With exclusive new interviews from the band, this is a captivating account of one of the most influential groups in rock history.
Brian Eno famously said "the first Velvet Underground album only sold 10,000 copies, but everyone who bought it formed a band." Perhaps no other musicians can claim such limited chart success and so enduring a musical legacy as The Velvet Underground. Artists including David Bowie, The Sex Pistols, Joy Division, Roxy Music, Nirvana, U2, R.E.M., and even dissident Czech playwright and eventual president Václav Havel have cited the Velvets as a major influence.
Seeing the Light presents the untold story of the band.

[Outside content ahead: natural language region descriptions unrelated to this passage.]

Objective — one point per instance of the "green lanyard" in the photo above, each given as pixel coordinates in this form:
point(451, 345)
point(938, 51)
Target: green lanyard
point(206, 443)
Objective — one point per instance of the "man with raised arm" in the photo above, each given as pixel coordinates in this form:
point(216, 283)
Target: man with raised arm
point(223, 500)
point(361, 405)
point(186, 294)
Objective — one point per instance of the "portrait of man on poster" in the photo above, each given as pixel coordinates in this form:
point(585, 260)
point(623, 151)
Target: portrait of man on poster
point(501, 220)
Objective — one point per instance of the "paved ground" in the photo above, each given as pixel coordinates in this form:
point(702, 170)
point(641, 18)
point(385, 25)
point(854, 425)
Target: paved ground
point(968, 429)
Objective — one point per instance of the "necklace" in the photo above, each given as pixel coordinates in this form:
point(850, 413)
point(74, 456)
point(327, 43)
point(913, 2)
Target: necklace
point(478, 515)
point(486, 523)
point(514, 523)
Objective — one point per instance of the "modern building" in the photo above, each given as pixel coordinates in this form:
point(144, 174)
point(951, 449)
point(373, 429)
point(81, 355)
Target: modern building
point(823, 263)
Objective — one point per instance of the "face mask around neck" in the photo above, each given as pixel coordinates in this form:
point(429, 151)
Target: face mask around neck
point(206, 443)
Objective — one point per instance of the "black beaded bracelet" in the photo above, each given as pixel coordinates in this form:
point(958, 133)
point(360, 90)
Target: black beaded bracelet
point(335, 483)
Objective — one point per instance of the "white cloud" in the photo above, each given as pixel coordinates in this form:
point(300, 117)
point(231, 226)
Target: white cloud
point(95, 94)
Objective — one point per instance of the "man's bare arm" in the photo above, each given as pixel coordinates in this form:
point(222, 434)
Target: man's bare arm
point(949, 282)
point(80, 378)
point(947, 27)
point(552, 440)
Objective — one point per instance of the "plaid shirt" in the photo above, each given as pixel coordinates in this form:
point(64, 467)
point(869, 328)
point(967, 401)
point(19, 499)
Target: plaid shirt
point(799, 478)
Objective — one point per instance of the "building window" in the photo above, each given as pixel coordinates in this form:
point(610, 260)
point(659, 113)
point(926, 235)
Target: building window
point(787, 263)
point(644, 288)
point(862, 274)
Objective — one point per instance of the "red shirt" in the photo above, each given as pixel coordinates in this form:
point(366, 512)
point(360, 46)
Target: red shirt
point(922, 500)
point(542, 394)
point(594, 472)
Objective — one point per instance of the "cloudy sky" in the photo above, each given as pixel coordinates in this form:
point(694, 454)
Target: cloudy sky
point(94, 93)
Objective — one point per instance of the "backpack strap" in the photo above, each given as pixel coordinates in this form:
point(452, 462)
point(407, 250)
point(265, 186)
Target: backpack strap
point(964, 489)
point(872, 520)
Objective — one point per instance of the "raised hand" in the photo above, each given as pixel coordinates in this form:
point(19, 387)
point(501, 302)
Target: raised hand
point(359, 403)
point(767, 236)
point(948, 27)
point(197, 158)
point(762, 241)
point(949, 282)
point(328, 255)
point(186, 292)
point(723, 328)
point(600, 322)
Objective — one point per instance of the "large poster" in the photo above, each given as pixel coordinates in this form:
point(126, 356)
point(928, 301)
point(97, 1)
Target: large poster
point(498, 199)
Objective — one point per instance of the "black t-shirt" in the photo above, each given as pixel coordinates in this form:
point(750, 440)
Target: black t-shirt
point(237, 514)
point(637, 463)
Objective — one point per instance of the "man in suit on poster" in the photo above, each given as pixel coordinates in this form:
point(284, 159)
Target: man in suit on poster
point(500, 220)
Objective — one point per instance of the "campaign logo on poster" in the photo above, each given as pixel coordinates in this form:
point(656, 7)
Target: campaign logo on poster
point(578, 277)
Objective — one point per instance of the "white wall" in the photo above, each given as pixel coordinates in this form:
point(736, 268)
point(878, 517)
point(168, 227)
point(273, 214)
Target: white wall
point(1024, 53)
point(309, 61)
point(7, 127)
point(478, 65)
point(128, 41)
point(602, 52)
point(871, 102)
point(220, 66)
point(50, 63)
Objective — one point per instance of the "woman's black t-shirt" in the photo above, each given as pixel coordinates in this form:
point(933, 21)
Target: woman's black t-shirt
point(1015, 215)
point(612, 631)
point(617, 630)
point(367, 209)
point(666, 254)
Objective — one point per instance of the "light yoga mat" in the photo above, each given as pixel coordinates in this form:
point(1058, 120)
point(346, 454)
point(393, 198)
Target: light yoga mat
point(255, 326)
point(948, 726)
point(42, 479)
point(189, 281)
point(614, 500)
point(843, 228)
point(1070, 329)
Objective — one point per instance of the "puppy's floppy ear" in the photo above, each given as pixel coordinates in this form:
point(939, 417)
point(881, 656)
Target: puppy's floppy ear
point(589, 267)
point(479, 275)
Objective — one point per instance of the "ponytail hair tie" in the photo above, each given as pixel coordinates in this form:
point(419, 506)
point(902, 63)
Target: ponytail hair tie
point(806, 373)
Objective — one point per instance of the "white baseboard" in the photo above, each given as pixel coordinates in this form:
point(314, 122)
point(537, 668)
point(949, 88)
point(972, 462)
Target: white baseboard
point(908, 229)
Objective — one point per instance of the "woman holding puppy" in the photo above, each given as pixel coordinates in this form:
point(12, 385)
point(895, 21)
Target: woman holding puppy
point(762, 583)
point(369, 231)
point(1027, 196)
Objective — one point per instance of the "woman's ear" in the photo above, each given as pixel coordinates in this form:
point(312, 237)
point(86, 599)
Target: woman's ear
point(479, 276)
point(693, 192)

Formed by the mercurial Lou Reed and classically trained Welshman John Cale in the mid-1960s, the band first gained notoriety after being adopted by Andy Warhol. Warhol's patronage allowed the group to chart unexplored regions of rock 'n' roll, producing unforgettable and unsettling music that veered from droning, avant-garde experimentalism to folk-infused pop, offering taboo-busting tales of drug addiction, prostitution, and sexual deviance. Creative tensions and frustrated ambition eventually saw both Cale and Reed leave the band, to its ignominious end.
In the decades since, The Velvet Underground's music has attained classic status, revered alongside The Beatles and The Beach Boys as one of the sources of modern pop. With exclusive new interviews from members Moe Tucker and Doug Yule, as well as the widow of their bandmate Sterling Morrison, journalist Rob Jovanovic peels back the mystique of one of the most important bands in rock history.